Fill’er Up!: Using one 80-lb bag of Concrete per post, we placed the posts and filled up the holes.  Some sources recommend you use gravel to put on the bottom to aid in drainage, but we didn’t do this as the posts we used were treated to withstand moisture.  We did, however, dig super-deep post-holes in order to give our posts extra stability.  Usually, a 6 foot fence (which is what we built) requires a 2 foot hole — we dug as deep as the auger would let us (about 3 feet deep).  And once we filled it up with concrete, those suckers just didn’t move since the hole was so deep, so leveling the post was a cinch.

Give it some support: We laid some cross-posts between the posts to match the existing fence style and give us a place to hang the slats.  The top cross-piece was the most important, because it defined the top of the fence.  We made sure (checking and double-checking) to make sure it was level before nailing it into place.  This was made pretty easy by using galvanized brackets we picked up from the hardware store.

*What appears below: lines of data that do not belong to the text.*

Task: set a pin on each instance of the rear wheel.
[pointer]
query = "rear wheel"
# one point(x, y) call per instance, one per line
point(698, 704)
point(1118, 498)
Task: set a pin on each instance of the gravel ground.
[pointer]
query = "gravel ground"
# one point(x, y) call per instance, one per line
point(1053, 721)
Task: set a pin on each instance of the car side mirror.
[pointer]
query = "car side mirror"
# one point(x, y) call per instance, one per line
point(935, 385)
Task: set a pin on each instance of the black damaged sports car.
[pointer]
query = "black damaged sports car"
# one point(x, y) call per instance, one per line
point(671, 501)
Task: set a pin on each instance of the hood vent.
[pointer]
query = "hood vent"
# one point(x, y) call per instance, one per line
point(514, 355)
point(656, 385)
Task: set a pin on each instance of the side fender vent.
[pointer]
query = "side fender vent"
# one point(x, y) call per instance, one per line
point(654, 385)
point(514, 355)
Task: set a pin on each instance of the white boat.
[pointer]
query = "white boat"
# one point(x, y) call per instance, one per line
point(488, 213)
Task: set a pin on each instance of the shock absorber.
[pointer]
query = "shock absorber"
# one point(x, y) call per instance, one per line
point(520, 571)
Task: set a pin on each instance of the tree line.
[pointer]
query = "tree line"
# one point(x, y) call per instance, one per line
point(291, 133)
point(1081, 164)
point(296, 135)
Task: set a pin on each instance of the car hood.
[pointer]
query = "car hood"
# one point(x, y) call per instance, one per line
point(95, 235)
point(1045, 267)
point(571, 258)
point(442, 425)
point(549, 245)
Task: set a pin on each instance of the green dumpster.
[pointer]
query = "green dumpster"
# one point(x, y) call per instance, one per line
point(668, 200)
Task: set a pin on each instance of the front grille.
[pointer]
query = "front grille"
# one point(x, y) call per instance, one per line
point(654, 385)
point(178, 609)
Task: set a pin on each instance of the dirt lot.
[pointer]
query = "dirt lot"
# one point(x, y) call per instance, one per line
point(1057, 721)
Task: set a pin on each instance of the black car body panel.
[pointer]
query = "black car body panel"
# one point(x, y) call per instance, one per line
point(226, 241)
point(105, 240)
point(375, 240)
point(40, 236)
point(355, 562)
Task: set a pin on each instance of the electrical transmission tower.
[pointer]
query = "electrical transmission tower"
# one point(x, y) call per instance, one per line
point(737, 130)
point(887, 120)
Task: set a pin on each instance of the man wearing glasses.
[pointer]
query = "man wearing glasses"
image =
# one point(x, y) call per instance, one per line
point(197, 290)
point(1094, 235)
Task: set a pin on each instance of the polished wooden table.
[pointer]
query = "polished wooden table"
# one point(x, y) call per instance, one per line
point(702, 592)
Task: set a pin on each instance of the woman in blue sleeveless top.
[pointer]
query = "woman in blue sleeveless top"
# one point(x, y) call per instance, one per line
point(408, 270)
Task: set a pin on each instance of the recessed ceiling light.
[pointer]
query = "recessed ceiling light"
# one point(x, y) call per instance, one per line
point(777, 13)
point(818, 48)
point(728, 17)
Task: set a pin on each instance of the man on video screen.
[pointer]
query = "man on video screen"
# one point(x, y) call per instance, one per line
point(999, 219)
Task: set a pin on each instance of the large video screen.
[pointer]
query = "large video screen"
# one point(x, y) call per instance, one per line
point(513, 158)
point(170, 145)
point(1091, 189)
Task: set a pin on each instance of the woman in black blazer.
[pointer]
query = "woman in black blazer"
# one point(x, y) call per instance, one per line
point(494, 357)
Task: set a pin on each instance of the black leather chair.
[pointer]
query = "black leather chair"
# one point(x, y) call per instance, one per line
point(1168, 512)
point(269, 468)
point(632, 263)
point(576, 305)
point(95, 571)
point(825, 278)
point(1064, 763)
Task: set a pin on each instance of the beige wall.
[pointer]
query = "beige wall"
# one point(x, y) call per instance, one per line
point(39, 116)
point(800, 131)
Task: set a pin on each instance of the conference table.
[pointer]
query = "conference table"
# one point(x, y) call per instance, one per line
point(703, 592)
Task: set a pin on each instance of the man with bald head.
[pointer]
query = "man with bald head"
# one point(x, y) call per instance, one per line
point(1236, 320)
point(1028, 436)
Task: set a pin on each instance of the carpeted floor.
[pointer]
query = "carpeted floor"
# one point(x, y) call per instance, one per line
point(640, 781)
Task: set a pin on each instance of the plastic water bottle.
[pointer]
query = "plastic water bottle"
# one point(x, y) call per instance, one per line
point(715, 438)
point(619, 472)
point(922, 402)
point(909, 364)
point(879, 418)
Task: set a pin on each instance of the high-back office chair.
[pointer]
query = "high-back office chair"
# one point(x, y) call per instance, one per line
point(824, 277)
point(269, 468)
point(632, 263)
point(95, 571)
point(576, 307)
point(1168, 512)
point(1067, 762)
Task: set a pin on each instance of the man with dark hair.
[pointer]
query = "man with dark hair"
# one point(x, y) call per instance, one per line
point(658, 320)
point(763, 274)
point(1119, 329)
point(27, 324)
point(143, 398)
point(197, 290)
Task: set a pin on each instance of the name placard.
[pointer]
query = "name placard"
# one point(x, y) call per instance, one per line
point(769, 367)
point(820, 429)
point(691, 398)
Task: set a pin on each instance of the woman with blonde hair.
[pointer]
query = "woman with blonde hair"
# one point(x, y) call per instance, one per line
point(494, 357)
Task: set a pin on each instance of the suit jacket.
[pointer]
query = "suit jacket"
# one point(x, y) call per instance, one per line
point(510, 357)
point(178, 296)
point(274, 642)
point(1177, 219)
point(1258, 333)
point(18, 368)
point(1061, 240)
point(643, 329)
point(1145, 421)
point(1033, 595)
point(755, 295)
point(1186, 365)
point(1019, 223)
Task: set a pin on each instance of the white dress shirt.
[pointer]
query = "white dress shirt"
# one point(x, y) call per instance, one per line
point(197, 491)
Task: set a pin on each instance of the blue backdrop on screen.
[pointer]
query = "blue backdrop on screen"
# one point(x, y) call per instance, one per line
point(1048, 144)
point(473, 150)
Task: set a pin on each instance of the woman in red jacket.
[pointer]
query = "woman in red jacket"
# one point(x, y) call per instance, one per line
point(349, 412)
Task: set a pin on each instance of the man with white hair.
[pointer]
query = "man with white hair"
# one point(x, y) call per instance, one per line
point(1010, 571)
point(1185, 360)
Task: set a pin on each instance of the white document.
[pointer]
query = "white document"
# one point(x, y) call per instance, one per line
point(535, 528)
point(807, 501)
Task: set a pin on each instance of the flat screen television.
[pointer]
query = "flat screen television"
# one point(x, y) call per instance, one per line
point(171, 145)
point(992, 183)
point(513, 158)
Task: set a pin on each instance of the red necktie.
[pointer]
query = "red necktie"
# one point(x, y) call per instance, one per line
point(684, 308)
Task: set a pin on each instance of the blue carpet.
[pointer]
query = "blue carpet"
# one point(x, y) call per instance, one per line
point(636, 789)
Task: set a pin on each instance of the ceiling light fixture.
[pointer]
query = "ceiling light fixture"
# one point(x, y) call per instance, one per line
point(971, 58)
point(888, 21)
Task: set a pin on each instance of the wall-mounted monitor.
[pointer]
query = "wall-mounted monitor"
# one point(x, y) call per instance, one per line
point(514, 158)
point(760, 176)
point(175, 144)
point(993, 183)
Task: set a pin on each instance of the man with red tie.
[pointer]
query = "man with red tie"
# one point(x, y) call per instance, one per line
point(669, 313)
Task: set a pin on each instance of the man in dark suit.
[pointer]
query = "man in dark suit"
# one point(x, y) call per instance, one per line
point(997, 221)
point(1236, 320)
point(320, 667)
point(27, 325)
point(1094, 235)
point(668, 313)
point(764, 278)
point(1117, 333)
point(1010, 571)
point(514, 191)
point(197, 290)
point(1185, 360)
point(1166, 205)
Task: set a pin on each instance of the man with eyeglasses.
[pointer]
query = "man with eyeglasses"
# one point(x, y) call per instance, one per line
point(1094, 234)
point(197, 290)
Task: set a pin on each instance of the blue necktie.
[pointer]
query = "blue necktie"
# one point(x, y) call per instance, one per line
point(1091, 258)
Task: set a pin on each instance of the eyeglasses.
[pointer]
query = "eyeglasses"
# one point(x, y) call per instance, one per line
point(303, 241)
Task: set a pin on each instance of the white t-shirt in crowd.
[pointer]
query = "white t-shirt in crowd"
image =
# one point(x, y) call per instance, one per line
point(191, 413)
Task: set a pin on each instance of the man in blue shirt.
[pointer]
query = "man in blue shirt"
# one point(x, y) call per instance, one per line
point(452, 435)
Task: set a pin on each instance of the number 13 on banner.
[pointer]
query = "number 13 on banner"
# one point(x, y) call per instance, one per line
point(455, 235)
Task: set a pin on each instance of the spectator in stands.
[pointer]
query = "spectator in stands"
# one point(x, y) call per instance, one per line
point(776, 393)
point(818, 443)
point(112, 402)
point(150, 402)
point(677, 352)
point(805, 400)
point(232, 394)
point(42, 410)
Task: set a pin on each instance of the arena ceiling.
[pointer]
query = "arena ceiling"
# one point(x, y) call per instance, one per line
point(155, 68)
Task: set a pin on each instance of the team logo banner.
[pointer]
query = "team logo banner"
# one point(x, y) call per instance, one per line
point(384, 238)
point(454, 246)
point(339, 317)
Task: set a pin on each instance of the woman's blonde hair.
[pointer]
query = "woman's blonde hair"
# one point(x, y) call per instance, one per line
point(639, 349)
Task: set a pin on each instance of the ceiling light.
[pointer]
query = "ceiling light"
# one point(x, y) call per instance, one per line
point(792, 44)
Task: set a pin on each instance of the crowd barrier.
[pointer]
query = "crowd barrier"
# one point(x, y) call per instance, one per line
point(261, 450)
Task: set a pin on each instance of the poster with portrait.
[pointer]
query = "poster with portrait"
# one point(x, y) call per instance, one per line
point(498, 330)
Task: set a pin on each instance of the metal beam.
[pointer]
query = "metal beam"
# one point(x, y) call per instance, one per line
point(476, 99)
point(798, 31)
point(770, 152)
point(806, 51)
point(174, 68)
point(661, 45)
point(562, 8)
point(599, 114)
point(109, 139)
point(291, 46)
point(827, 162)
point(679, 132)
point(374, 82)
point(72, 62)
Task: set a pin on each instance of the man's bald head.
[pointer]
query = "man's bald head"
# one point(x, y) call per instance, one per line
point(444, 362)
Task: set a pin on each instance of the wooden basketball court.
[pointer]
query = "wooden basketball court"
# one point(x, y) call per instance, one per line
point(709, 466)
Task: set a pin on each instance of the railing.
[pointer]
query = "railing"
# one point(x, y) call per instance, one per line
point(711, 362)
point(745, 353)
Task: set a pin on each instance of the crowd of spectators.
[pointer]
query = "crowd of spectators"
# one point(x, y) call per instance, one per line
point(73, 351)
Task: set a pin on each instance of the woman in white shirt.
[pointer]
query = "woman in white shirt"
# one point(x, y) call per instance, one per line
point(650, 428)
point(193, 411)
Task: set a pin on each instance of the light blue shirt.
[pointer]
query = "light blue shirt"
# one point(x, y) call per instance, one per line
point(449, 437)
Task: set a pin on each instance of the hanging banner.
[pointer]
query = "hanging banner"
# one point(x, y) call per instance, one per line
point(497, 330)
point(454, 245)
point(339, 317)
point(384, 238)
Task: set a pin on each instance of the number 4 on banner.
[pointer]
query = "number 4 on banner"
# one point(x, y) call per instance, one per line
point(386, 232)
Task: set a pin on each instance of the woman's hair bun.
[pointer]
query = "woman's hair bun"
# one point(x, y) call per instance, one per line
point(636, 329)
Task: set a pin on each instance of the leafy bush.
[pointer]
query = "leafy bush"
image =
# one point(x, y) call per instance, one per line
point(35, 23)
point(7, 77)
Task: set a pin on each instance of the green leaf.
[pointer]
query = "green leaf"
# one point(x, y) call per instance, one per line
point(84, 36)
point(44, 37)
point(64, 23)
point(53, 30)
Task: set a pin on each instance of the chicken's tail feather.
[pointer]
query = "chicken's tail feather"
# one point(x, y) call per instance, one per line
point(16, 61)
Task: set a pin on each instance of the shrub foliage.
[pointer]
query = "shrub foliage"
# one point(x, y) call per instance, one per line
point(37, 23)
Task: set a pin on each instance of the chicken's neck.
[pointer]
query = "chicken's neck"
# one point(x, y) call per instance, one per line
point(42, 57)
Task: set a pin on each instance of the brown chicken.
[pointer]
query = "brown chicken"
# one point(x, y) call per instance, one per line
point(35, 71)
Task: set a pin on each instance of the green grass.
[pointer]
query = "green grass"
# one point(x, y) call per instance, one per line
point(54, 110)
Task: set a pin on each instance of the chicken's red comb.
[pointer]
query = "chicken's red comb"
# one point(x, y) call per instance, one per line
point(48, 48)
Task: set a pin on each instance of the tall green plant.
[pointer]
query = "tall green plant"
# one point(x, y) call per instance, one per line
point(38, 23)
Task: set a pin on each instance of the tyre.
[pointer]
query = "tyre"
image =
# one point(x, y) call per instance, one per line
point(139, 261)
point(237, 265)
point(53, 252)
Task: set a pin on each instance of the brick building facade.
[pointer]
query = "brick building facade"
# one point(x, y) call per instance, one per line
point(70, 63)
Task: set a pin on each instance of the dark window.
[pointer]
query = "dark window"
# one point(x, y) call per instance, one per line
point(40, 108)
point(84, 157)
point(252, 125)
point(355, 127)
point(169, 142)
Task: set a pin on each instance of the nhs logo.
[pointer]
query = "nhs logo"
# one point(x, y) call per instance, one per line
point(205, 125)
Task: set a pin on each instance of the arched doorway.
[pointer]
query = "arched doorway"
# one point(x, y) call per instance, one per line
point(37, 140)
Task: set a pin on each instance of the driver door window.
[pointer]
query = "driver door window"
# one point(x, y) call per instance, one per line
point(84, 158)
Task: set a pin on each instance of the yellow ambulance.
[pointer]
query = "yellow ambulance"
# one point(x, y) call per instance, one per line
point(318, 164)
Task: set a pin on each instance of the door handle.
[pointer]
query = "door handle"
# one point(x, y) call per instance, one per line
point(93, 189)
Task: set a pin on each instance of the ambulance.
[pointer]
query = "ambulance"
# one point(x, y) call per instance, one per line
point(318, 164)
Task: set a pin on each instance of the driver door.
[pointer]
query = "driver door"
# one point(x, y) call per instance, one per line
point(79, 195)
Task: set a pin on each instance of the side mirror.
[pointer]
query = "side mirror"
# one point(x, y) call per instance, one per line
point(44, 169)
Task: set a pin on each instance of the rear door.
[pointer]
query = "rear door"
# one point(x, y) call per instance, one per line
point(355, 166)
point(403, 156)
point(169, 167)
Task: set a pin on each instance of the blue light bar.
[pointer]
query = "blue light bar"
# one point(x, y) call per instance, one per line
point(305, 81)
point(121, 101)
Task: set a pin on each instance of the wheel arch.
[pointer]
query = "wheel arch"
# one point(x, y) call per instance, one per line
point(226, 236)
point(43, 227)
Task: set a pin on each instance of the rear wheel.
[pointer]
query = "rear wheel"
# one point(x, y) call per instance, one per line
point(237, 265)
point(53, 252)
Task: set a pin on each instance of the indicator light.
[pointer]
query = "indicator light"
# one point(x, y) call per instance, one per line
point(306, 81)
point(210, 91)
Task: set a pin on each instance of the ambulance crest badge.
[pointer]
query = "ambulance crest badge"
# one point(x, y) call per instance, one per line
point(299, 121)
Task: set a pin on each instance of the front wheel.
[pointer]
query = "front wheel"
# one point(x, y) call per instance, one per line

Hang your slats: We used a staple gun with 1.5″ galvanized staples, so we were able to quickly hang the slats.  Once we got closer to the posts, we just cut them to size (this took some trial and error at times, but you hardly notice it now.

Build a gate:  You can find gate kits at Lowe’s or Home Depot and use those to help you build a gate.  This made it really easy — measure the size gate you want, make a couple of cuts, and off you go!

Top’er Off!:  The last step was to cut the excess tops off of the posts and put a decorative topper on it.  This is actually required so that water doesn’t seep into the cut ends of the posts.

And now Maggie the Mascot Mutt is a happi(er) pup because she can finally roam free in the backyard!  This job requires some pretty heavy duty tools, but if you have the equipment to do it and/or a local Hardware store that will allow you to rent them, then this is something that could probably save you several thousand dollars to do it yourself!